REVIEWED BY JOHN GREENYA
If you're one of those embarrassingly young people, a demographic darling between the ages of 18 and 34, you'll find this book interesting, but if you're one of us older birds, you'll find it fascinating. This is not to say you'll find everything in it to your liking, or that you will find television anchor-journalist Roger Mudd's authorial persona consistently attractive.
Nonetheless it remains a fascinating book because it does such a good job of recreating an era when television news was an important, and powerful, part of American life, a significant influence on the hearts and minds of citizens.
Interestingly, this is not the book Mr. Mudd originally set out to write. As he explains at the end, in the acknowledgments section, he started to write a full-blown memoir. Then, "A telephone call to one of Washington's most successful lawyer-agents nearly caused me to abandon the project.

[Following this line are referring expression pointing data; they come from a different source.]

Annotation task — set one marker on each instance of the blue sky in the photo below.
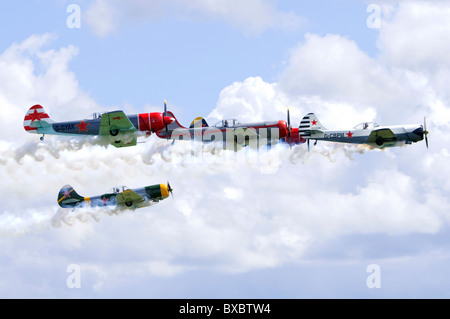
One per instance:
(302, 225)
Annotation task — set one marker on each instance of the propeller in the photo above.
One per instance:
(169, 189)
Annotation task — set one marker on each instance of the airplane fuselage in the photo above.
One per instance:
(401, 134)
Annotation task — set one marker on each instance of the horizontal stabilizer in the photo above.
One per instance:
(310, 124)
(68, 197)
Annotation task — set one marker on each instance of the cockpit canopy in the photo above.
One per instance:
(227, 123)
(366, 126)
(119, 189)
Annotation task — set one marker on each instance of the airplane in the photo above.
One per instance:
(369, 133)
(240, 133)
(118, 196)
(120, 127)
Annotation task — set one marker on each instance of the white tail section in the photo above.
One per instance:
(35, 118)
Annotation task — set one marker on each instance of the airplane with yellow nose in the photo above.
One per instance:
(119, 197)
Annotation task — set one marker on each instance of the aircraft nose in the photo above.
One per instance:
(419, 132)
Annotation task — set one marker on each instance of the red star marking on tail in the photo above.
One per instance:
(82, 126)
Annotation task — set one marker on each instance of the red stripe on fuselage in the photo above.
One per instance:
(144, 122)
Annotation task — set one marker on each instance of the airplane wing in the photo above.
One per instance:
(129, 197)
(131, 142)
(114, 122)
(381, 136)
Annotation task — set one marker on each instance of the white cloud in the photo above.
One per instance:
(251, 17)
(227, 215)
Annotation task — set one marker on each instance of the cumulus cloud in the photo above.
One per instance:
(227, 215)
(251, 17)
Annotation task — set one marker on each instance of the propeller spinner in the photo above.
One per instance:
(169, 189)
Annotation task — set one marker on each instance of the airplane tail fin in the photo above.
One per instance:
(308, 124)
(68, 197)
(199, 122)
(36, 120)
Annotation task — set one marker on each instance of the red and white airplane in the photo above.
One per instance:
(233, 133)
(122, 128)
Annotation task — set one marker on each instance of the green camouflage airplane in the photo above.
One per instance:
(118, 197)
(120, 127)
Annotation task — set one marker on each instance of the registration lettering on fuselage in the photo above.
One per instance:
(334, 135)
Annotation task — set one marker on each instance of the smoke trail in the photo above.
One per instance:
(70, 217)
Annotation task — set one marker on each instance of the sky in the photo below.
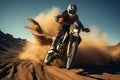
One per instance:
(104, 14)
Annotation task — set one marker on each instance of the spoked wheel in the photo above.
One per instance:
(49, 58)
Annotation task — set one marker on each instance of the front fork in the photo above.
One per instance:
(72, 39)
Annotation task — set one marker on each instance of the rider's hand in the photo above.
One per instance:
(86, 29)
(60, 21)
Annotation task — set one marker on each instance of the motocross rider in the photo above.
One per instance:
(67, 18)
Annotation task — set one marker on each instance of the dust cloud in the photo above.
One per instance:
(92, 50)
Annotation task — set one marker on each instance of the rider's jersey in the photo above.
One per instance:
(69, 20)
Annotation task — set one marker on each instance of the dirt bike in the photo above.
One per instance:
(67, 44)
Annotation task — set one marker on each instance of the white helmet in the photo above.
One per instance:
(72, 9)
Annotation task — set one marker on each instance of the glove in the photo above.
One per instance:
(86, 30)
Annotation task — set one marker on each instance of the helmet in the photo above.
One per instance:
(71, 10)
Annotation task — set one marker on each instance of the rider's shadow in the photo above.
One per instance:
(88, 70)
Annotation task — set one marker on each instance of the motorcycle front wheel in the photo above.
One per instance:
(71, 56)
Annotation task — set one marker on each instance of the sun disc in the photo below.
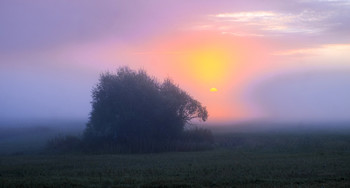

He told me there was no market for a journalists' [sic] memoirs unless I dished about the famous and powerful. Otherwise, he said, only the academic press would be interested."
But then Mr. Mudd's friend Jim Lehrer suggested he approach Peter Osnos, founder and editor of Public Affairs Press here in Washington. Mr. Osnos, a former star reporter himself, told Mr. Mudd, "Everybody knows what's happened to the networks. Why don't you write about that great Washington bureau you were part of?"
"Oh, my God!," writes the author. "There it was, handed to me."
And what good advice that turned out to be, as the result is a highly entertaining while at the same time highly informative popular history of what was indeed a great Washington news bureau and a proud extension of what the iconic Edward R. Murrow had created at CBS over the previous decades.